Из комнаты напротив долетел женский стон, распахнулась соседняя дверь, пронеслась в слезах княжна Вышеградская. Безразличный лакей с подносом, обогнув меня, просочился в кабинет.

Невозмутимость обслуги доведена до совершенства, впрочем, чем больше ты притворяешься глухим и слепым, тем выше твоя цена, это общее правило. А еще есть правило золотого.

— Любезный, передай это князю Илларионову! — едва лакей вышел, я сунула ему в руку записку и полезла в поясной кошелек. — Отыщи его сию же минуту, я подожду его здесь.

Монетка исчезла, словно я подрядила в посыльные фокусника, я скрылась в своем убежище и подошла к спасительному графину. Один бокал не утолил жажду, я налила еще.

— Снова строчите доносы, Вера Андреевна? По старой памяти?

Графин звякнул, я поставила бокал на стол. Вера была осведомительницей?.. Чьей? В порядке вещей для придворных дам стучать на любого, кто косо смотрит, неважно на кого и почему, тайная канцелярия разберется?

— На кого в этот раз?

Вот почему она была рада авантюре с платьем. Это заговор, и завидны их с мужем единение и любовь.

— Донос на Вышеградского, полагаю? — щурился Вершков, на его щеке отпечаталась маленькая женская ладонь — княжна способна на оборону? Он не просто закрыл за собой дверь, а перекрыл мне пути к бегству. — Что он хотел от вас?

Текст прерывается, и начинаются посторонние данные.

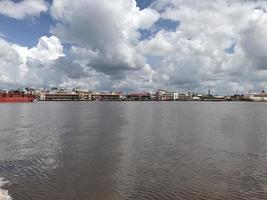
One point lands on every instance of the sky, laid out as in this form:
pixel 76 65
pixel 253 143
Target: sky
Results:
pixel 134 45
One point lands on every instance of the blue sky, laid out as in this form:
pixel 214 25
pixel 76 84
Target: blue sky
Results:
pixel 126 45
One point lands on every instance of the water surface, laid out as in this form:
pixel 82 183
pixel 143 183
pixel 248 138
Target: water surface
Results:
pixel 134 150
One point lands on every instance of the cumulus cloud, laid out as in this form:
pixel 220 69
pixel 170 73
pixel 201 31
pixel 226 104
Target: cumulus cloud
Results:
pixel 107 28
pixel 43 65
pixel 215 44
pixel 22 9
pixel 218 45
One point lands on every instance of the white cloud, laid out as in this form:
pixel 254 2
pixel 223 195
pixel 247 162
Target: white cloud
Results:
pixel 22 9
pixel 218 45
pixel 108 28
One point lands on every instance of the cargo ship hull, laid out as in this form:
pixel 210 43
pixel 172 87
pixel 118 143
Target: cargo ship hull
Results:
pixel 16 98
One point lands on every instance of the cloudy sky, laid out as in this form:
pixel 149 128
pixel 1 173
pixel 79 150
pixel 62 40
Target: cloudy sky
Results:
pixel 125 45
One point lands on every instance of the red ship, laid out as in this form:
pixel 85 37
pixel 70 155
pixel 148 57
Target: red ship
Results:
pixel 15 97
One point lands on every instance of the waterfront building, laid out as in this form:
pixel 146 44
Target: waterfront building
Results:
pixel 108 96
pixel 62 97
pixel 145 96
pixel 183 97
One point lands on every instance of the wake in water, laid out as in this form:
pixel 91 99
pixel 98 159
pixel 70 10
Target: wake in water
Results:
pixel 4 193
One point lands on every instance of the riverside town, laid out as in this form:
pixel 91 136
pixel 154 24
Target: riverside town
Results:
pixel 62 94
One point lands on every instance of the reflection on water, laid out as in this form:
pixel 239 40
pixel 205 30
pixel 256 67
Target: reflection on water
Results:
pixel 134 150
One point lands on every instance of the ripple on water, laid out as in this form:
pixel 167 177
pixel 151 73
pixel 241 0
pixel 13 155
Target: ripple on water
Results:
pixel 4 193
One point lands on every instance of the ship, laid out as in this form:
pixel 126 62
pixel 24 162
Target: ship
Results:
pixel 15 97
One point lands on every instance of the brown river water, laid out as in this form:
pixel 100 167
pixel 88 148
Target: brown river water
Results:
pixel 133 150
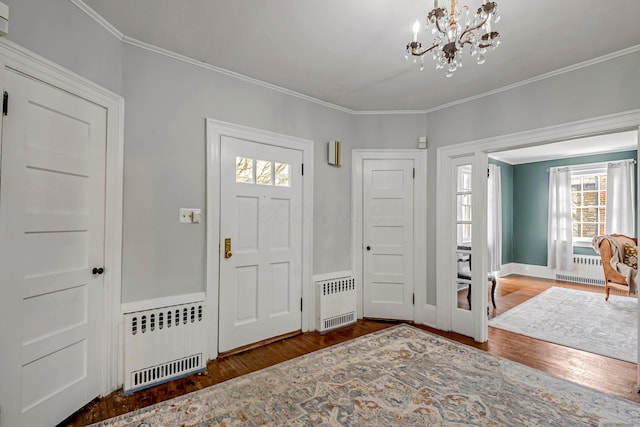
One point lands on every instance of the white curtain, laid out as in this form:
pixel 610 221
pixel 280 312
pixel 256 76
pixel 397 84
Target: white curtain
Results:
pixel 620 198
pixel 494 219
pixel 560 233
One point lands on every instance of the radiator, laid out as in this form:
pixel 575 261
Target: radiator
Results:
pixel 163 344
pixel 335 303
pixel 586 269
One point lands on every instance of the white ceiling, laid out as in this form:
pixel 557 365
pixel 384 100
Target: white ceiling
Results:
pixel 350 53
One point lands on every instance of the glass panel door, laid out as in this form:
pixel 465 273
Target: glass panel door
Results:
pixel 463 236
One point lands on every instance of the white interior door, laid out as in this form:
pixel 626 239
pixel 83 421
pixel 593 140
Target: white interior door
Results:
pixel 52 193
pixel 461 239
pixel 388 287
pixel 261 213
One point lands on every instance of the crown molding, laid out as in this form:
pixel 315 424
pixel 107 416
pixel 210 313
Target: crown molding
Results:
pixel 140 44
pixel 544 76
pixel 99 19
pixel 134 42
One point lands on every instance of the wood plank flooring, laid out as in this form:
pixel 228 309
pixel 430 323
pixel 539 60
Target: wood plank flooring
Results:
pixel 601 373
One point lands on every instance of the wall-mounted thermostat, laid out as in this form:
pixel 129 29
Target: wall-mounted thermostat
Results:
pixel 333 153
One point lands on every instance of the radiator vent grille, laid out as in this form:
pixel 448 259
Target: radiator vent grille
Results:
pixel 163 344
pixel 586 269
pixel 335 303
pixel 167 370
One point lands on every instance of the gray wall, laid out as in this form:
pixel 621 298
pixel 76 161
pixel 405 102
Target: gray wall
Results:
pixel 379 131
pixel 167 102
pixel 62 33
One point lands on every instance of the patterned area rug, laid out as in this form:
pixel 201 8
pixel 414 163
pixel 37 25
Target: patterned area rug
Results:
pixel 578 319
pixel 400 376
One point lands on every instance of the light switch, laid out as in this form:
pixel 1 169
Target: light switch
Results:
pixel 190 215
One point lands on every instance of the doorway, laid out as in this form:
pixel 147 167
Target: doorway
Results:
pixel 259 196
pixel 60 220
pixel 389 233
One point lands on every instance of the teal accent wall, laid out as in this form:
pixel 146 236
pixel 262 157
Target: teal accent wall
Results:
pixel 506 183
pixel 531 204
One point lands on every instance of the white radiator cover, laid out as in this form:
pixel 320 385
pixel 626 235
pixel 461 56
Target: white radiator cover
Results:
pixel 163 344
pixel 336 303
pixel 586 269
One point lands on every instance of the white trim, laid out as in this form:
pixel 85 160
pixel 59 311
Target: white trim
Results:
pixel 423 313
pixel 214 131
pixel 137 43
pixel 628 120
pixel 386 112
pixel 99 19
pixel 126 39
pixel 20 59
pixel 330 276
pixel 150 304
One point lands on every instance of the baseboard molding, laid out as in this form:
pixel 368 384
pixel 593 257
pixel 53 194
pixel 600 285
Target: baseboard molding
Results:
pixel 328 276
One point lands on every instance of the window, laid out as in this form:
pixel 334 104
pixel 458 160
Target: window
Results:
pixel 250 171
pixel 463 201
pixel 588 201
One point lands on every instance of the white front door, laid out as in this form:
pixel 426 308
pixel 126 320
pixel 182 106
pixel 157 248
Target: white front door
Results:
pixel 388 287
pixel 52 195
pixel 261 262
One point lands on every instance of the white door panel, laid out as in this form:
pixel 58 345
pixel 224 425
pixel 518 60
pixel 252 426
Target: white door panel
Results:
pixel 388 239
pixel 52 222
pixel 261 282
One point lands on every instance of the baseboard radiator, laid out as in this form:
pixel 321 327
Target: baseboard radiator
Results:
pixel 336 303
pixel 163 344
pixel 585 269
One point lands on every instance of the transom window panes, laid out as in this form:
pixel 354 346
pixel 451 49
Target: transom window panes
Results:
pixel 244 170
pixel 588 201
pixel 263 172
pixel 282 174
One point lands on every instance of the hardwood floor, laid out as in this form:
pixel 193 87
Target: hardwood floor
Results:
pixel 601 373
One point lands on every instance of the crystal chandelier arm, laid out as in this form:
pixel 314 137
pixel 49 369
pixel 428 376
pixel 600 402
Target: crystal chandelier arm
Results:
pixel 413 48
pixel 469 29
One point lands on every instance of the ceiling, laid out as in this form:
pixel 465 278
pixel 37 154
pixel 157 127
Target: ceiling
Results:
pixel 350 53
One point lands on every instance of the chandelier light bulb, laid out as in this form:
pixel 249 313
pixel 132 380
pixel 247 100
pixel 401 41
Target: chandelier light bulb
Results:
pixel 453 30
pixel 416 29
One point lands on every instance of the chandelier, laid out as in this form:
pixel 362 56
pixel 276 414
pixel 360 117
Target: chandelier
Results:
pixel 452 31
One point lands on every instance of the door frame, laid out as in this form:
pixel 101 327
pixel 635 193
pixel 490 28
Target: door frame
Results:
pixel 215 130
pixel 480 149
pixel 422 313
pixel 23 61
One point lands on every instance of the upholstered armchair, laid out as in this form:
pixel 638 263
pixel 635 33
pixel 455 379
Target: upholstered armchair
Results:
pixel 619 261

Что вы молчите, Вера Андреевна? Боитесь?

Я не боялась. На столе среди писчих принадлежностей лежал перочинный нож, оружие так себе… если не знать, куда бить, но я знала.

Вершков в высшем обществе притворялся своим, у него получалось, но я видела жесткий взгляд, добела сжатые губы, прямую спину — портрет человека, пришедшего взять свое, и это свое подразумевало не нежное тело или ранимую душу. Он пришел забрать что-то, что ему могло бы принадлежать, но не принадлежало, и в этом была виновата не я, а то, что он даже с титулом был изгоем.